ExplainΒΆ

Example 1

EXPLAIN describes how MySQL plans to execute a given query. This is to say that this is a pre-execution view, not to be confused with profiling a query.

EXPLAIN prints what is considered the best plan after a process of evaluating potentially thousands of ways to execute a query. There is also a brief insight as to what those other plan choices were under "possible_keys", but in general terms you need to look at the OPTIMIZER_TRACE for this information.

I recommend always using EXPLAIN FORMAT=JSON, as it provides a query cost (the default format does not). Cost is important, as it makes us think and speak in terms of magnitude. What I mean by this, is I have heard database practitioners say “creating temporary tables are bad” or “joins are bad.” It is hard to respond to these comments directly because they lack vital context; water is bad for you too in sufficient amounts.

As well as running EXPLAIN FORMAT=JSON on a potential query, you can also run EXPLAIN FORMAT=JSON FOR CONNECTION <connection_id> against a running connection to see how it was optimized for execution. This can be useful in diagnosing transient errors as changes to data (and underlying statistics) will influence plan selection.

Example 1: Explain showing a table scan operation

EXPLAIN FORMAT=JSON
SELECT * FROM Country WHERE continent='Asia' and population > 5000000;
{
  "query_block": {
   "select_id": 1,
   "cost_info": {
   "query_cost": "53.80"            # This query costs 53.80 cost units
   },
   "table": {
   "table_name": "Country",
   "access_type": "ALL",            # ALL is a table scan
   "rows_examined_per_scan": 239,   # Accessing all 239 rows in the table
   "rows_produced_per_join": 11,
   "filtered": "4.76",
   "cost_info": {
      "read_cost": "51.52",
      "eval_cost": "2.28",
      "prefix_cost": "53.80",
      "data_read_per_join": "2K"
   },
   "used_columns": [
      "Code",
      "Name",
      "Continent",
      "Region",
      "SurfaceArea",
      "IndepYear",
      "Population",
      "LifeExpectancy",
      "GNP",
      "GNPOld",
      "LocalName",
      "GovernmentForm",
      "HeadOfState",
      "Capital",
      "Code2"
   ],
   "attached_condition": "((`world`.`Country`.`Continent` = 'Asia') and (`world`.`Country`.`Population` > 5000000))"
   }
  }
}

In Example 1 EXPLAIN is showing that the query will execute as a table scan (access_type ALL) at a cost of 53.80 cost units. There are no possible indexes listed as available, as the possible_keys part of the output is missing (it usually appears under access_type).

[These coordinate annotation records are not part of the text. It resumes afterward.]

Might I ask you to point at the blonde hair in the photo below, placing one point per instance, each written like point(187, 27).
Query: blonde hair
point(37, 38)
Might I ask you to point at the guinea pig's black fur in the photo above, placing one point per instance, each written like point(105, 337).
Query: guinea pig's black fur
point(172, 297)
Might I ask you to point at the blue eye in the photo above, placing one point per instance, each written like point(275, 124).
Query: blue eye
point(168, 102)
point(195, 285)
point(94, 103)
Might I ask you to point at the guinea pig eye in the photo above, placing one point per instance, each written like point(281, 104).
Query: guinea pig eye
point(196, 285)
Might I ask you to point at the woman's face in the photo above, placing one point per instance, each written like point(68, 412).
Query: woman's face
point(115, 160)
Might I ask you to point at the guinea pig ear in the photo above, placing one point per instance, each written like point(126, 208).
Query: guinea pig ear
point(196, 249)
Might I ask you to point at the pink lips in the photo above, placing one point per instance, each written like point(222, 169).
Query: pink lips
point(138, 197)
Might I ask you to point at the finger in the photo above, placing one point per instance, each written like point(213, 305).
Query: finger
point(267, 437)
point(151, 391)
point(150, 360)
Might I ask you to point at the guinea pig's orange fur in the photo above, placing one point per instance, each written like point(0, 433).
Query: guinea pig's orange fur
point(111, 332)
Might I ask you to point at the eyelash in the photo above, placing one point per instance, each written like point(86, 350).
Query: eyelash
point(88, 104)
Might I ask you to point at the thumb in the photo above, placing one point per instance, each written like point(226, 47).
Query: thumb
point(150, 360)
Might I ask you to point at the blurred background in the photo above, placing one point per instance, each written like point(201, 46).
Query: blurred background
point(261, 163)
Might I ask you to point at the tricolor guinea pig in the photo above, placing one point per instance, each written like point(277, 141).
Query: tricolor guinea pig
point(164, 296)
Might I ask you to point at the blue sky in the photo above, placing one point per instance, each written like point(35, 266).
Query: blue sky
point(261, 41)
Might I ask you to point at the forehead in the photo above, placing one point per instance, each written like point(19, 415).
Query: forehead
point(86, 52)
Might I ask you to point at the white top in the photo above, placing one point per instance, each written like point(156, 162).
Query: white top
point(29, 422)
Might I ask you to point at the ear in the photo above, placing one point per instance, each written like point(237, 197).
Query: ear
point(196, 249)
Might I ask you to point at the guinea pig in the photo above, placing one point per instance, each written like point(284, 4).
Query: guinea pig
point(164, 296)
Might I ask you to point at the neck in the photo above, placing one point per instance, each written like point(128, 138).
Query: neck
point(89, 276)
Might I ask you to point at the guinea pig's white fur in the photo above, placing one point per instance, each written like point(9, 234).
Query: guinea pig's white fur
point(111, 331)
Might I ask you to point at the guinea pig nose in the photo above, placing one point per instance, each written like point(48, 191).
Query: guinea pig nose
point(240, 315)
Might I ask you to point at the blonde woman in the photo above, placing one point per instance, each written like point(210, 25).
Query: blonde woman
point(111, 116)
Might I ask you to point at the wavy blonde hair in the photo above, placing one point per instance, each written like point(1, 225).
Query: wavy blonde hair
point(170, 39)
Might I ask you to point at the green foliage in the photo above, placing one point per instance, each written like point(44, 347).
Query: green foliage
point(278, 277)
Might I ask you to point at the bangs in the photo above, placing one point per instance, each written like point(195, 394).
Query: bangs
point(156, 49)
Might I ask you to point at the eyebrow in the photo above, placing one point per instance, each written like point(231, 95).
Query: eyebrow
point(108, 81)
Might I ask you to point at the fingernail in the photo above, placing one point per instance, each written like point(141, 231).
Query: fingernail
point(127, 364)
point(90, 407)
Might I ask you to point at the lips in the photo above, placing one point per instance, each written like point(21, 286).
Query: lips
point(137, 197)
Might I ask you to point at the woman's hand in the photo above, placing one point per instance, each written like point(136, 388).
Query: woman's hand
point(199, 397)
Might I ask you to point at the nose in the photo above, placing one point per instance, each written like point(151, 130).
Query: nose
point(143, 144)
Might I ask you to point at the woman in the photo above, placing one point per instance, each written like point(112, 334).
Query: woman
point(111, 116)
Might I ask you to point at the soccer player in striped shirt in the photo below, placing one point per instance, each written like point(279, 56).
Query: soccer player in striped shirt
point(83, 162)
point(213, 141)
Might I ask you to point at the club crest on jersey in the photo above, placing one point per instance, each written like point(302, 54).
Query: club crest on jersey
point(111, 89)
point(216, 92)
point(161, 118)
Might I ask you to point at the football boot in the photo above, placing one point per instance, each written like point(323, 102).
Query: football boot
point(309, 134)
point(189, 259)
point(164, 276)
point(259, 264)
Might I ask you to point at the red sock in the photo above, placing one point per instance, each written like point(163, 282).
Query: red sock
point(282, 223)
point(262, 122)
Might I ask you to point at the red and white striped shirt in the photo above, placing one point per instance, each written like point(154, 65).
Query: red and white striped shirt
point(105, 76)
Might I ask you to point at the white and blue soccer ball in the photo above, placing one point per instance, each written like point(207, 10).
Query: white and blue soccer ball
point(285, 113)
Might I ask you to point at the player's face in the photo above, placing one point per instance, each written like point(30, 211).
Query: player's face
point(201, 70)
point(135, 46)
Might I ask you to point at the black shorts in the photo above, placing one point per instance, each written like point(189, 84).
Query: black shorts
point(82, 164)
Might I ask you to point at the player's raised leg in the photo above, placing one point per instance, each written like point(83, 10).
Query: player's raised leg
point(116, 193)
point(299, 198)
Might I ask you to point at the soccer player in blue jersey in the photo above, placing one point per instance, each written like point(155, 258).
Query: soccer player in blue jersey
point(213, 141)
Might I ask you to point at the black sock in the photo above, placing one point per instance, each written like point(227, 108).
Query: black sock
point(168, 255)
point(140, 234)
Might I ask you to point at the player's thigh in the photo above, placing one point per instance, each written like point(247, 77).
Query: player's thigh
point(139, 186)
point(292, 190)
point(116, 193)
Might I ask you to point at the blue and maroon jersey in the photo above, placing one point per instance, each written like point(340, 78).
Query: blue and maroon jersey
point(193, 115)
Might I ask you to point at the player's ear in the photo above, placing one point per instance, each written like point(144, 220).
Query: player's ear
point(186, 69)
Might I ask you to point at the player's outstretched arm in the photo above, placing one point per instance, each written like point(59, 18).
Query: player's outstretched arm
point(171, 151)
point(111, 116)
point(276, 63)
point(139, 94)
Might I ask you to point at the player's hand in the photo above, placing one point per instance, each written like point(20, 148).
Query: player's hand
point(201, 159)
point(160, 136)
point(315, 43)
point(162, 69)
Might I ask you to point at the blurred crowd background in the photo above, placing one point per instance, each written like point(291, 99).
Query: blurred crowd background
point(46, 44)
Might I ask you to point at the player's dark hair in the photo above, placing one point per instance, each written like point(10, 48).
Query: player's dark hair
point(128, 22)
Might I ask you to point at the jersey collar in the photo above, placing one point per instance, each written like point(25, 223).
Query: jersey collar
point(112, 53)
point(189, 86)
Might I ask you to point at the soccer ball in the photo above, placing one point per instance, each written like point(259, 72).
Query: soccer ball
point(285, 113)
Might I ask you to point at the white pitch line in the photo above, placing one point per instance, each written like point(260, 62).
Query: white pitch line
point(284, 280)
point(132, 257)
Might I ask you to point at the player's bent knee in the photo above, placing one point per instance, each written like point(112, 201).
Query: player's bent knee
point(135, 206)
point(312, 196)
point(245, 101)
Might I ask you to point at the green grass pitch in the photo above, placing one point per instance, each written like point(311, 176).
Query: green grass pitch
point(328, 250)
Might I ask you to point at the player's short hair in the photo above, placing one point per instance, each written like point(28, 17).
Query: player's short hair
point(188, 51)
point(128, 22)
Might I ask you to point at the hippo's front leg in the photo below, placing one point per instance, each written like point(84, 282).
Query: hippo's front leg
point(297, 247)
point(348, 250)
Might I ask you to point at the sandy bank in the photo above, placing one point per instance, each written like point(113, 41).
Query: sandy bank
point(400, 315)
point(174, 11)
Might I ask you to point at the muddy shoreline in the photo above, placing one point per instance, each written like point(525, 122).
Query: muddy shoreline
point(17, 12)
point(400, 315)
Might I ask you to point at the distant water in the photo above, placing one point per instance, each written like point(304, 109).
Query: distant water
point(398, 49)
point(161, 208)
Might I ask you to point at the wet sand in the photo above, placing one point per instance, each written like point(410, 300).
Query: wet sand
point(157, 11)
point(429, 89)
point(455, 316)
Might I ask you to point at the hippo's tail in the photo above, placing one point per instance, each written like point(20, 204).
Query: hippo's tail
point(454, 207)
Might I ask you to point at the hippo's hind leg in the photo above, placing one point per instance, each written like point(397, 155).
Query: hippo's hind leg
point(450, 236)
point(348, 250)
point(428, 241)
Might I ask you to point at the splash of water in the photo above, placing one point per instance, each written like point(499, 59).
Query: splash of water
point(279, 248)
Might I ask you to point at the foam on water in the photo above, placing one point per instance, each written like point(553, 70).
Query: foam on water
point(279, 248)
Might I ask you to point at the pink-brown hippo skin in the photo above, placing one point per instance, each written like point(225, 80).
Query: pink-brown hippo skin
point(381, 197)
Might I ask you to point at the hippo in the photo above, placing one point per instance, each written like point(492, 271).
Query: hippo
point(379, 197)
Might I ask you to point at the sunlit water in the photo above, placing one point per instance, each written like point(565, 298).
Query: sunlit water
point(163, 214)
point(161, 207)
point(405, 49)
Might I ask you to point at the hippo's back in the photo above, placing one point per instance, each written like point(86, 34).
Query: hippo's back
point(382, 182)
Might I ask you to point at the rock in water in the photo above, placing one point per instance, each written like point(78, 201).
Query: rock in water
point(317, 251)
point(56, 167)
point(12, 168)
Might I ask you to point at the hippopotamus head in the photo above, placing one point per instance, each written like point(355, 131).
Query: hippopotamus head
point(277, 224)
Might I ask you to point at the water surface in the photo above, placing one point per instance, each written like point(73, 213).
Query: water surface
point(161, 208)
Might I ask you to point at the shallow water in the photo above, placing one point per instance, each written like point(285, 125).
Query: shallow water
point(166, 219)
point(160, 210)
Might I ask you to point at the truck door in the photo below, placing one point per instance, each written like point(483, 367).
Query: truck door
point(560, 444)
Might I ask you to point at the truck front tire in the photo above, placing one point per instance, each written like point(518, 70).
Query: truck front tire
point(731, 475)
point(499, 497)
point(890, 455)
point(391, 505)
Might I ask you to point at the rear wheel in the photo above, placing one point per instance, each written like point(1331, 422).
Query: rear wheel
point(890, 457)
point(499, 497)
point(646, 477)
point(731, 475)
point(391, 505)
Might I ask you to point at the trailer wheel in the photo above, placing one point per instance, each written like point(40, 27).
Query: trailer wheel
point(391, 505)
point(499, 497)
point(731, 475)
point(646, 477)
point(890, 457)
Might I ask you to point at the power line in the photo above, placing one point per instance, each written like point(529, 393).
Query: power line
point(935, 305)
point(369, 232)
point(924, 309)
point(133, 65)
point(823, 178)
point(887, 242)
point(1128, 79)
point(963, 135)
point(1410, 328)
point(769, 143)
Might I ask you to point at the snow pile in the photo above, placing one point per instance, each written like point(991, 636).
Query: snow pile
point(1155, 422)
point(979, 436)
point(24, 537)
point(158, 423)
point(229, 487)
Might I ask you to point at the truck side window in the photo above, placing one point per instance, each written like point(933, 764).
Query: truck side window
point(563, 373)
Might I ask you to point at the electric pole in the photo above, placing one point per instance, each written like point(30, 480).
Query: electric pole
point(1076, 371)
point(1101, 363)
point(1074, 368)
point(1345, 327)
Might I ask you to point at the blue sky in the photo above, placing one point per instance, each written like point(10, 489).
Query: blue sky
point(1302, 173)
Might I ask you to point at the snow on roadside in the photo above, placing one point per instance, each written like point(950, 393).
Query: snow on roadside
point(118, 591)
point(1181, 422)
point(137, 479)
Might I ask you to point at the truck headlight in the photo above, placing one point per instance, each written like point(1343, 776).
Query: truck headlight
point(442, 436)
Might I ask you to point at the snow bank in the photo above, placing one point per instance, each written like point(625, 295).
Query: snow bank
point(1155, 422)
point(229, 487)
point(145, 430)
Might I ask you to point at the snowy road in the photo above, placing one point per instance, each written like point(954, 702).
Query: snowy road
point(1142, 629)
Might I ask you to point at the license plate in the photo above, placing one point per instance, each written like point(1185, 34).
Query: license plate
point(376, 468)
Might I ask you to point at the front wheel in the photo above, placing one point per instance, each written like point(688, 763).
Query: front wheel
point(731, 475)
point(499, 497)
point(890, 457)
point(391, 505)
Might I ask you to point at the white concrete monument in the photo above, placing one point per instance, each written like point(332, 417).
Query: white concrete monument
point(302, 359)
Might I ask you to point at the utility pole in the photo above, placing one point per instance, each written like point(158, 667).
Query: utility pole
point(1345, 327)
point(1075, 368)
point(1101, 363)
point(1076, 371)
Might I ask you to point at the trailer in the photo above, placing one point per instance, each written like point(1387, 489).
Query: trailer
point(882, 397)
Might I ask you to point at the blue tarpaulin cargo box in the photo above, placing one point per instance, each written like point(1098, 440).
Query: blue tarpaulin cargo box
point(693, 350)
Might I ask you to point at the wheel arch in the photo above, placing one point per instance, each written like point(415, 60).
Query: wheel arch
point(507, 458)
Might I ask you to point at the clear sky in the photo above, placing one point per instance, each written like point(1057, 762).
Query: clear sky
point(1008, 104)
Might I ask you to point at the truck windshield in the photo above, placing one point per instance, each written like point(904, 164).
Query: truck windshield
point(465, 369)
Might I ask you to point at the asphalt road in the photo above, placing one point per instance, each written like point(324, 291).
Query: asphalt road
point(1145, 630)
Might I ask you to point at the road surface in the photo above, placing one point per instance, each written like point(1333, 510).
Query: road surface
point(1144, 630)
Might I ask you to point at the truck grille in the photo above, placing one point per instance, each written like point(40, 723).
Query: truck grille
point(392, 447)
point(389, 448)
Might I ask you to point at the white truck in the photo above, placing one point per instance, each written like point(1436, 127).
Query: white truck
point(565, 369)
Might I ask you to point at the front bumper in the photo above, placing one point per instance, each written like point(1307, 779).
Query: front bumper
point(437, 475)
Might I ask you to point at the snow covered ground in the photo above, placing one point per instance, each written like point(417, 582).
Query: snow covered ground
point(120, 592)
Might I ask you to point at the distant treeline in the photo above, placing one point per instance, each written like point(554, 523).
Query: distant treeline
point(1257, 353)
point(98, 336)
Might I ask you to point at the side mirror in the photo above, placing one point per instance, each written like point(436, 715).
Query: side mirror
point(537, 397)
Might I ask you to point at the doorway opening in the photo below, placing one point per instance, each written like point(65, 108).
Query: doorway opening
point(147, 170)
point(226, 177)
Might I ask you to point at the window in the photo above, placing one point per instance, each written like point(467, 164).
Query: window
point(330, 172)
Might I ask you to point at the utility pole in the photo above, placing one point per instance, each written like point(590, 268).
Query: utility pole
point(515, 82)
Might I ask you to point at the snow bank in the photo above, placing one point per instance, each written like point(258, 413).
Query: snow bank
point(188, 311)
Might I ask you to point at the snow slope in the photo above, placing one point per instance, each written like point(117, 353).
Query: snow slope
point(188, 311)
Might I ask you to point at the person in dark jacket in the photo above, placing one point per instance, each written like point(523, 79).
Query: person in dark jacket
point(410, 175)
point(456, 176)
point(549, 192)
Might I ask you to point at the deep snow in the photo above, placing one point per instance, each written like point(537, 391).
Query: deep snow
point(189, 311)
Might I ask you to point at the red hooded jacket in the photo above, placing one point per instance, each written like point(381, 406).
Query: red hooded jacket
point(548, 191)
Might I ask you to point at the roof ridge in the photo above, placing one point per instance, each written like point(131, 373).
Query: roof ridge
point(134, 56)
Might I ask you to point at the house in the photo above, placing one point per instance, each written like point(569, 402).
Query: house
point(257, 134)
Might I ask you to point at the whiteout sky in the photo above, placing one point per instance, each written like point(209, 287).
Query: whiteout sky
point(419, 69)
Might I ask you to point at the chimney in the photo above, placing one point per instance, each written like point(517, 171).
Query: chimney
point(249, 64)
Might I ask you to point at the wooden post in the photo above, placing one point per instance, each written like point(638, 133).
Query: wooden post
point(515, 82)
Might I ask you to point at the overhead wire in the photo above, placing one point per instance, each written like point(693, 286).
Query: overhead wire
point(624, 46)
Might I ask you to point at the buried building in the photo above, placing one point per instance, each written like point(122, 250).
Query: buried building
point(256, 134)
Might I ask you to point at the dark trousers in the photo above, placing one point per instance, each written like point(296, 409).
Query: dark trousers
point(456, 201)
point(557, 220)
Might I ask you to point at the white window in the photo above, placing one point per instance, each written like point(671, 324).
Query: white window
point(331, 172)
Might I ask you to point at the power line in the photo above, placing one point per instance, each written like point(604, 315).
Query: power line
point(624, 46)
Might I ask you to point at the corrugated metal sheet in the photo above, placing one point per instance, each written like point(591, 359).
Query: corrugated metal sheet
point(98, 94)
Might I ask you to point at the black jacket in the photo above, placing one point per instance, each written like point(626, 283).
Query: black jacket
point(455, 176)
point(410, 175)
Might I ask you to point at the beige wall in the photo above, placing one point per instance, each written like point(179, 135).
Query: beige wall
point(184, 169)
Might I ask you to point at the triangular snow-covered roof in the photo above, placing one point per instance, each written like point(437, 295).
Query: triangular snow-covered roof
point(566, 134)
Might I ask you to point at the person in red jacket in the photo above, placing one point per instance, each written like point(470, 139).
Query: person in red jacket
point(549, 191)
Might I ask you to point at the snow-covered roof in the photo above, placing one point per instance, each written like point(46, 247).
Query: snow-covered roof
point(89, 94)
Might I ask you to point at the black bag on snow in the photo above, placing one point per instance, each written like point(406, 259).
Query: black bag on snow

The rows_examined_per_scan count is equal to the number of rows in the table (239), which is approximately how many countries there are in the world. It is important to point out that these are estimates and do not need to be 100% accurate, since doing so may impact performance.

The attached_condition means that a filter will be applied when reading the rows: ((`world`.`Country`.`Continent` = 'Asia') and (`world`.`Country`.`Population` > 5000000)). It is possible that with indexes these attached_conditions could be satisfied before reading the rows, but alas being listed here means that is not the case.

I like to compare the rows_examined_per_scan to the number of rows sent to the client when the query is executed [1]. Rows sent is not available until the query is executed, and by executing the query I can see the number is 32. This means that this query is examining 7.5x more rows than it is sending, which hints that optimization may be possible [2] .

As a reminder, it is important to mention that 239 rows in total is not large, and all rows will fit in memory. But table scans have performance characteristics that demand high memory fit, and symptomatically performance may appear to fall off a cliff as the tables become larger. Adding indexes helps both improve performance, and keep it consistent as data grows.

[1]This information is also available in performance_schema.events_statements_history_long.
[2]A very small ratio (even 1:1) does not indicate that optimization is not possible. For point lookups there are still opportunities for optimizations such as partitioning or changing page sizes.